NARRATOR: Part B asks us to consider the area between the graph of y = x cubed - x and the x-axis, from x = -2 to x = 2. So first, we look at the graph of y = x cubed - x, and we establish the regions that we need to calculate in order to find the total area. We can see from this diagram why indeed our answer to Part A was 0 in that each of the regions here will cancel out with another region and you would get a total of 0 when integrating just straight from -2 to 2. In this case, we wish to find the area, so we need to consider the sined regions.

So we note that we can divide this into four regions. The first region is that between - 2 and -1, and that would be found by evaluating the negative integral from - 2 to -1 of x cubed - x dx. It's a negative integral since the region is below the x-axis and, hence, it's negatively sined. The second region would be that from -1 to 0, and that would be found by evaluating the integral from -1 to 0 of x cubed - x dx. The third region is the region from 0 to 1, and again, it's negatively sined because it's underneath the x-axis so would be evaluated by finding the negative integral from 0 to 1 of x cubed - x dx. And the final region is that from 1 to 2, so we can evaluate that by finding the integral from 1 to 2 of x cubed - x dx.

Alternatively, we can use the symmetry of the total area so that we only need to calculate two integrals. We know that area one is equivalent to area four and also area two is equivalent to area three. So rather than adding up four integrals, we can simply double the area from 0 to 1 and also double the area from 1 to 2. So we now need to calculate this total area. So we know we'll have -2. And we've already established this integral, the integral of x cubed - x is x to the power of 4 on 4 minus x squared on 2. And we're calculating that between 0 and 1. Plus the same integral... between 1 and 2.

[The equation reads -2 times x to the power of four on four minus x squared on two plus 2 times x to the power of four on four minus x squared on two.]

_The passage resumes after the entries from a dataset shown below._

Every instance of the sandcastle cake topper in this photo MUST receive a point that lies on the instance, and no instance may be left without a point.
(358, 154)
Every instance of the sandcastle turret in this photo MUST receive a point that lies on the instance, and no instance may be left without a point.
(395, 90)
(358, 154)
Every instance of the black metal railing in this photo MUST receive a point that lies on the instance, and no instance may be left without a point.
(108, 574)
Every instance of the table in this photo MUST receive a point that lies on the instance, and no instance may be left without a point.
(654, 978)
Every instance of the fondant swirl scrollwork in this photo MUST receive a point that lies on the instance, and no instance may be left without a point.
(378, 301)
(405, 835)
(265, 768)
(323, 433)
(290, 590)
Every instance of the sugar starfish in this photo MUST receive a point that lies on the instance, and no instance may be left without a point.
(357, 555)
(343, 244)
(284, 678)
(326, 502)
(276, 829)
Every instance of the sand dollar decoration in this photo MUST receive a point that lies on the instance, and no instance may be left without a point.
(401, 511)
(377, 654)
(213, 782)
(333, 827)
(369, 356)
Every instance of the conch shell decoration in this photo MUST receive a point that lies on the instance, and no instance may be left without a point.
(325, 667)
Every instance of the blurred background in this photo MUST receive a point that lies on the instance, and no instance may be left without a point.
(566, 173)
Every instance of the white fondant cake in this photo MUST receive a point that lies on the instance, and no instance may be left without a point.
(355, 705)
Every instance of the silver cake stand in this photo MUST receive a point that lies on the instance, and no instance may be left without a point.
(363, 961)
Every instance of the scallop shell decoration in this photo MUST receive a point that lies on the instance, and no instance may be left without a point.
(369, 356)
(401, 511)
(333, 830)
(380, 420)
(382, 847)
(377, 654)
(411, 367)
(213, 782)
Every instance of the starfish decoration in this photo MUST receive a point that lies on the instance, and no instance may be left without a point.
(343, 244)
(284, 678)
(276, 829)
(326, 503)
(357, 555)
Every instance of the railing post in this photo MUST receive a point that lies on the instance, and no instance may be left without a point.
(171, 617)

NARRATOR: So making our substitutions, we'll have one-quarter - one-half - 0. Here we'll have 16 on 4 - 4 on 2 - one-quarter - one-half. And so we have -2 times (one-quarter - one half), which is negative a quarter. Plus 2 times 16 on 4 - 4 on 2, if we recall from earlier, is equivalent to 2. And then we've got minus (minus one-quarter). So we have -2 times negative a quarter, which is positive two-quarters, which is positive one-half. And we have 2 times 2 minus minus a quarter, so that's 2 + one-quarter. 2 is equivalent to eight-quarters so we have nine-quarters. So we've got one-half + 2 times nine-quarters which is equivalent to nine-halves. So that is ten-halves, which is equal to 5 square units. So the total area enclosed between the graph of y = (x cubed - x) and the x-axis from x = -2 to x = 2 is 5 square units.